He had a hard time coming down from the rage. He wanted to rip into more of them. To feel their soft flesh parting beneath claw and fang. Mortals were so easy to torment, so easy to destroy. All it took was one crook of his claw and they folded underneath the weight of his anger.

But he was not here to hunt. He was here to save someone, and that meant he needed to turn his back on those who wished to murder him.

To murder her.

His vision turned red again as he remembered what he had seen. Spite had found him in the castle, and though the little spirit could not speak, it had given him a sense of urgency and warning. So he had run. He’d sprinted through the swamp, darting past every creature that thought to stand in his way.

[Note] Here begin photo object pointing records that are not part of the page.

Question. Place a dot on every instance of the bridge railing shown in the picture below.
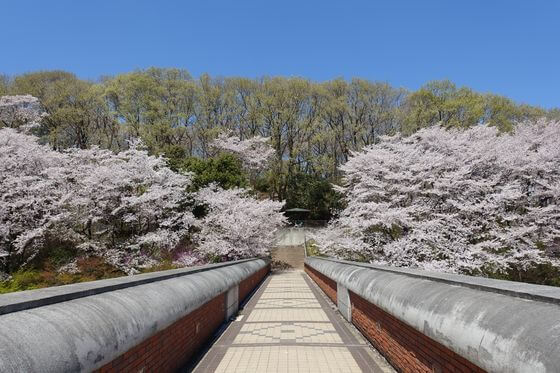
(149, 322)
(435, 322)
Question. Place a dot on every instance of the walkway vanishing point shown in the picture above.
(289, 325)
(239, 317)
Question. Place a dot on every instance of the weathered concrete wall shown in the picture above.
(498, 326)
(82, 327)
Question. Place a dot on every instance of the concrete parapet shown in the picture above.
(426, 321)
(82, 327)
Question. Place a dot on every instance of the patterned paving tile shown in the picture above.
(287, 333)
(287, 303)
(287, 314)
(288, 359)
(288, 327)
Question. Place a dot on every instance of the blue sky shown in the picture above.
(507, 47)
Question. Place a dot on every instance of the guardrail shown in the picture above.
(155, 321)
(436, 322)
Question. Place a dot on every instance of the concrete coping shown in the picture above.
(500, 326)
(24, 300)
(541, 293)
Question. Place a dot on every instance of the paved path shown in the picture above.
(290, 326)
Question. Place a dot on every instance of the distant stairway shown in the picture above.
(288, 253)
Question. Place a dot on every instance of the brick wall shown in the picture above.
(325, 283)
(173, 347)
(404, 347)
(246, 286)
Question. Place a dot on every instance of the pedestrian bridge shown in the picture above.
(333, 316)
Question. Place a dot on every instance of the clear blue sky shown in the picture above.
(507, 47)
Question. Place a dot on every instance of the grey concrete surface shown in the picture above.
(22, 300)
(84, 333)
(290, 236)
(500, 326)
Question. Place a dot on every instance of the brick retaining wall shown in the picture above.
(325, 283)
(172, 348)
(248, 285)
(404, 347)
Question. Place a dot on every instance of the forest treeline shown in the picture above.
(313, 126)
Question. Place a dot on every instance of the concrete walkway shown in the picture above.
(290, 326)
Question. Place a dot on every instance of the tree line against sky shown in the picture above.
(313, 126)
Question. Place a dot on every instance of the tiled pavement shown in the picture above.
(290, 326)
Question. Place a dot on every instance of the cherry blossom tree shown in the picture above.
(125, 207)
(236, 224)
(128, 208)
(465, 201)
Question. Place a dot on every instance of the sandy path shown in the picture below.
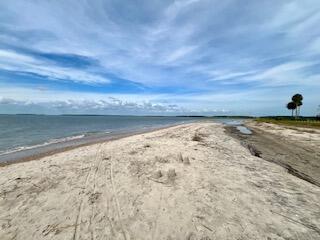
(113, 191)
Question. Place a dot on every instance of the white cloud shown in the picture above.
(13, 61)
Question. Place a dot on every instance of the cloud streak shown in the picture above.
(168, 47)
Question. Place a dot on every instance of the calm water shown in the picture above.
(21, 132)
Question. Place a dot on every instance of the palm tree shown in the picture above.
(297, 99)
(291, 106)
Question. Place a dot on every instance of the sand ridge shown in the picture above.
(113, 190)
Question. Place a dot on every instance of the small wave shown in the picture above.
(52, 141)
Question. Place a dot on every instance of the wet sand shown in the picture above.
(192, 181)
(295, 149)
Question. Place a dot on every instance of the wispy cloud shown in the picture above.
(175, 48)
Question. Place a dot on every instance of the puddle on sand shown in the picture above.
(244, 130)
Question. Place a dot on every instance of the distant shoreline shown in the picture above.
(48, 150)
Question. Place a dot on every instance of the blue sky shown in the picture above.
(159, 57)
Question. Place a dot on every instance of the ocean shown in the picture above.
(26, 132)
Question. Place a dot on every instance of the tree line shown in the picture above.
(295, 104)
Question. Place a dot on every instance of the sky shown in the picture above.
(159, 57)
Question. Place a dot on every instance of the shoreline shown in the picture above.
(55, 148)
(293, 154)
(191, 181)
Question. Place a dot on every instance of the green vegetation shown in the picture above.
(295, 104)
(310, 122)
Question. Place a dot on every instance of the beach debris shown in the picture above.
(184, 160)
(133, 152)
(161, 159)
(191, 236)
(197, 138)
(255, 152)
(94, 197)
(171, 175)
(157, 174)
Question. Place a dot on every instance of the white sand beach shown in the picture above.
(166, 184)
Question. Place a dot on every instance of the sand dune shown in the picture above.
(166, 184)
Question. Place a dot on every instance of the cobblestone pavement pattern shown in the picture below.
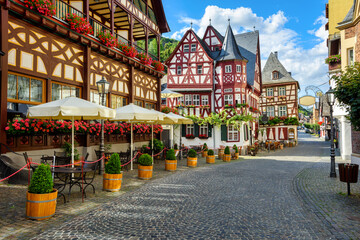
(252, 199)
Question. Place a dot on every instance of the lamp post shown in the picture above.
(330, 97)
(103, 89)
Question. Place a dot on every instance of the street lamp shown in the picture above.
(330, 97)
(103, 89)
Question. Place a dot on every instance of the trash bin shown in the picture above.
(348, 172)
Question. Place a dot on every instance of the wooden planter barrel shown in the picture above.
(112, 182)
(210, 159)
(41, 206)
(220, 153)
(145, 172)
(170, 165)
(227, 157)
(192, 162)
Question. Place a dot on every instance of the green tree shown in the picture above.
(347, 92)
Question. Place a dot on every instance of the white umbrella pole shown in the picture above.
(72, 141)
(131, 147)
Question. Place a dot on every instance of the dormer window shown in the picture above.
(186, 47)
(275, 75)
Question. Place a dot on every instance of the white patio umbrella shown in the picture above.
(133, 113)
(71, 108)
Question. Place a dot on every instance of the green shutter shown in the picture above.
(196, 130)
(209, 130)
(183, 130)
(223, 133)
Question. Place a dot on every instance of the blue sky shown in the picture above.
(293, 28)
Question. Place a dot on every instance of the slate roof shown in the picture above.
(230, 50)
(248, 43)
(273, 64)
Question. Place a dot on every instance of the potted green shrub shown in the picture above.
(170, 162)
(210, 158)
(192, 158)
(112, 177)
(236, 151)
(41, 196)
(204, 150)
(145, 167)
(227, 154)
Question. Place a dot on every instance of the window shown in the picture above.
(204, 100)
(149, 105)
(275, 75)
(351, 56)
(196, 99)
(190, 129)
(138, 103)
(233, 133)
(199, 69)
(238, 68)
(282, 111)
(246, 132)
(282, 91)
(228, 99)
(178, 70)
(186, 47)
(203, 130)
(270, 111)
(269, 92)
(187, 100)
(118, 101)
(25, 89)
(61, 91)
(228, 69)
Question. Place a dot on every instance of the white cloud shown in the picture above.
(307, 65)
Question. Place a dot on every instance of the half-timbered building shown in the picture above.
(214, 73)
(46, 60)
(279, 99)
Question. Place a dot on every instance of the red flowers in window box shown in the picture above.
(158, 66)
(203, 136)
(144, 58)
(45, 7)
(191, 136)
(79, 24)
(108, 39)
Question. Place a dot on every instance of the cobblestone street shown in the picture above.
(285, 194)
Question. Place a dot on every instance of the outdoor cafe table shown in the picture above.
(65, 177)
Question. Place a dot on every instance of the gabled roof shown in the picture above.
(230, 49)
(273, 64)
(248, 44)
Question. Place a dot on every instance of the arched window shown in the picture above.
(275, 75)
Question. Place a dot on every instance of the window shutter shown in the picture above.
(183, 130)
(196, 130)
(209, 130)
(223, 133)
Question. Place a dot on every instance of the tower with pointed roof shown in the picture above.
(280, 99)
(214, 72)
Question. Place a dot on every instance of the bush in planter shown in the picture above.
(114, 165)
(210, 152)
(192, 153)
(145, 160)
(170, 155)
(41, 181)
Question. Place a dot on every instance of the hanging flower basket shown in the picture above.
(158, 66)
(45, 7)
(144, 58)
(79, 24)
(108, 39)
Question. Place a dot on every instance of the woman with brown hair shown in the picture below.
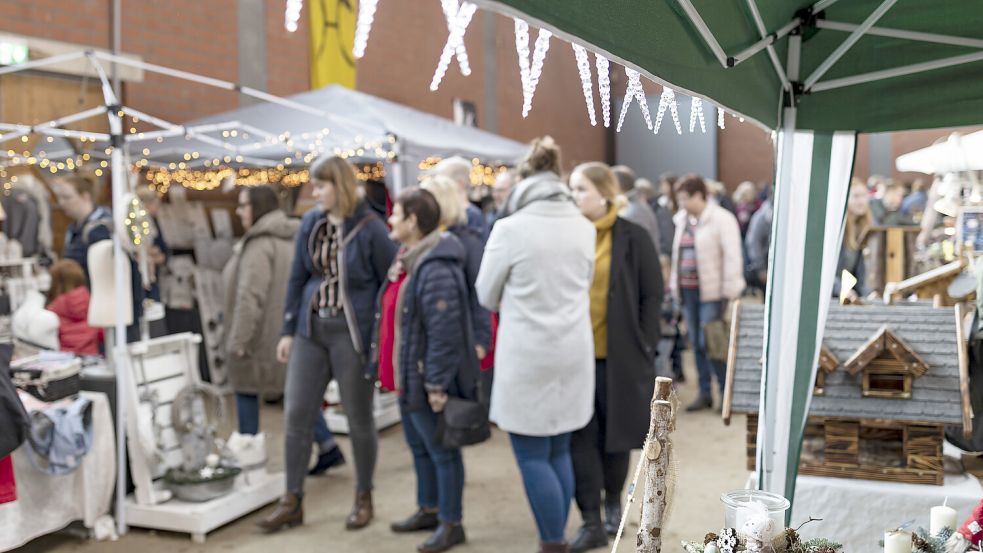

And they parted for him like waves on either side of his body. He knew if he had called them to fight with him, they would have swallowed this town up. But his Katherine had a heart big enough to save a town like this and he knew she would not want to see more of them harmed. So he stilled the anger in his chest. He bottled up all the rage and need for more blood, more pain.

Gluttony eyed the crowd one last time, knowing that they would not test him as he turned away from their hate-filled eyes. But he still listened and scented for any movement as he gave them his back, because he no longer trusted them.

They would feel his punishment soon. But for now, the death of their loved ones was punishment enough.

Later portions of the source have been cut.